With it, we citizens can order groceries, pay bills, move our money around, get insurance quotes, check on what MPs are doing, examine stock market movements or just get answers to pub-quiz triviality. And all from a piece of metal and plastic that fits into our pocket. We are personally empowered more than we have ever been.
Too many institutions have failed to recognise this and respond to demands for information about their activities by the traditional method of only allowing a bare minimum of knowledge to escape. We respond to their contempt for us with contempt for them.
This corrosive and nihilistic cycle can be broken. It requires an admission of respect. Not respect by us for institutions that have failed us. But respect by those institutions for us, because we, the people, now have real power over them. We can check whether they are telling us truth or lies, whether they are spending wisely or squandering, and whether we need them or not. Showing genuine respect for the people, whether as citizens or customers, is the big challenge for institutions in the next decade.
The shape of things to come
The rising global player in economics, China, will unsurprisingly have a direct effect on our lifestyle habits. According to Goldman Sachs, China is now the third-biggest consumer of luxury goods, next to Japan and the United States, accounting for 12 per cent worldwide – and sales are growing 20-30 per cent per year. With 180 million internet users in China alone, gaming, mobile phones and online shopping looks set only to further expand.
The Noughties may have seen Morgan Spurlock throwing the spotlight on the social and personal horrors of the US's Supersize Me culture, but if a Washington think tank (the Urban Institute) and a growing element of public concern is to be believed then the next decade could begin to reverse the Western world's problem with obesity. The Institute proposes a ten per cent tax on "fattening food of little nutritional value", claiming it would bring in $500bn (300bn) to fund healthcare over the next decade.

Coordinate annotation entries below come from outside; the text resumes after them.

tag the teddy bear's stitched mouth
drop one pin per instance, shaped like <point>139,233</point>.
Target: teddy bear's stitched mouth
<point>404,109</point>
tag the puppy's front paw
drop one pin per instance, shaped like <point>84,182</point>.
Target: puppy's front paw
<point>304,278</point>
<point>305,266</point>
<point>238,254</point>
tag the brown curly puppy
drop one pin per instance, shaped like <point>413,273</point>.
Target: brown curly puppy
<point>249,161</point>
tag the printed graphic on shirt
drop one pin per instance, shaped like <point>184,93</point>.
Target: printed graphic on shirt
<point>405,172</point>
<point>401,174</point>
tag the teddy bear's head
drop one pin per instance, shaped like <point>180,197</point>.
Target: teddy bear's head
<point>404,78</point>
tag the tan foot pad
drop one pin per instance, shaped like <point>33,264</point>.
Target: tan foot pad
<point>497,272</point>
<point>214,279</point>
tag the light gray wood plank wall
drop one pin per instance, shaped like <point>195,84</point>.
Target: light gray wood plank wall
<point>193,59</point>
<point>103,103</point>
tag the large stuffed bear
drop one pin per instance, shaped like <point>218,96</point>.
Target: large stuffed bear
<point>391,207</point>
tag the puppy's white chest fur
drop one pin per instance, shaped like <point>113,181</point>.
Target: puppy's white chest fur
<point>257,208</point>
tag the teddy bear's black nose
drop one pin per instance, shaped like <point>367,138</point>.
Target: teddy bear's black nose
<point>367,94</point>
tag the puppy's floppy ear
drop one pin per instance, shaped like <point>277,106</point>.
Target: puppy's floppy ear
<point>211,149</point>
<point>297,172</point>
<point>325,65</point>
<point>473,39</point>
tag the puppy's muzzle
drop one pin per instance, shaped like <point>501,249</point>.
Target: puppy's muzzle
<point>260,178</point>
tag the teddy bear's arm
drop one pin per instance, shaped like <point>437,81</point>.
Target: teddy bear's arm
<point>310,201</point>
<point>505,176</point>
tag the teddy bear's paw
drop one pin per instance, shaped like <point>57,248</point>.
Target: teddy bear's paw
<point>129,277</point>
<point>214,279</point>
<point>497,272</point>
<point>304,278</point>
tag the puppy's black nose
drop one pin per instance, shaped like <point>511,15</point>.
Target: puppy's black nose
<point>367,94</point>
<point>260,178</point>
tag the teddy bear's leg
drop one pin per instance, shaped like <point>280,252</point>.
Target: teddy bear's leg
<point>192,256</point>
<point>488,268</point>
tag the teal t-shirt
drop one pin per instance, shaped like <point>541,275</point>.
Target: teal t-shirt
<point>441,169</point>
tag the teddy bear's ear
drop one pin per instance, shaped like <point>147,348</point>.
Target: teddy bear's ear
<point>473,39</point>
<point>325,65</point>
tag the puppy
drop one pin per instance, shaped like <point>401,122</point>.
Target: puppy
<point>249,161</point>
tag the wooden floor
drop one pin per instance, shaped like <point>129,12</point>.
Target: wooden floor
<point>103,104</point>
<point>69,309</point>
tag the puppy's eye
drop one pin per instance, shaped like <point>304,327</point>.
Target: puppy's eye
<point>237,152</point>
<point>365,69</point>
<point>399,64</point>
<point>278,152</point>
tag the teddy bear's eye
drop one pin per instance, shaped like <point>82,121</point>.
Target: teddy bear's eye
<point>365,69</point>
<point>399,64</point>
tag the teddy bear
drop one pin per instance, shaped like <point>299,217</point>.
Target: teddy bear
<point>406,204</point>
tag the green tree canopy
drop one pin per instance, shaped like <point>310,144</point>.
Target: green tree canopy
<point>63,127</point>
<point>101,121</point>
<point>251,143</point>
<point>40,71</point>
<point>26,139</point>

Wars fought over oil and the battle over energy prices shaped this decade's debate on supplies, but physical changes will shape political and economic ones in the next ten years. With the North Sea gas supply (from which 45 per cent of our power comes) predicted to fall by two thirds by 2015, energy companies and governments are already reappraising their relationships with potential sources, the most obvious of which for the UK is Russia. Given the fraught relationship between Russia and the Ukraine in recent years, where the bigger power has used the threat of turning on and off the tap to assert its will – a partnership that will be tested again with the 2010 Ukraine presidential elections – Britain's negotiating prowess will prove essential.
Suri Cruise (left) is already the celebrity style pages' main obsession, but come 2020 Tom and Katie's little girl will have hit her teens, as will the whole Jolie-Pitt brood. Expect no end to the tabloid speculation about them all, regardless of how their parents' careers are faring .
In two years' time, the British capital will welcome the world to take part in the Olympic Games. Whether or not Boris Johnson will be the bumbling centrepiece of the opening ceremony remains to be seen, but Scots cyclist Sir Chris Hoy (inset, above) will bid to repeat his Beijing heroics.
If it was acceptable in the 1980s to pull yourself out of the economic gloom by turning into a Del Boy-style "entrepreneur", then our post-recession decade will undoubtedly see a host of get-rich-quick schemes for people trying to find a fast and pain-free way of shedding the debt mortgage hikes and credit card bills have amassed over the latter half of the Noughties. Whether you'll be a Del Boy or a Rodney is up to you.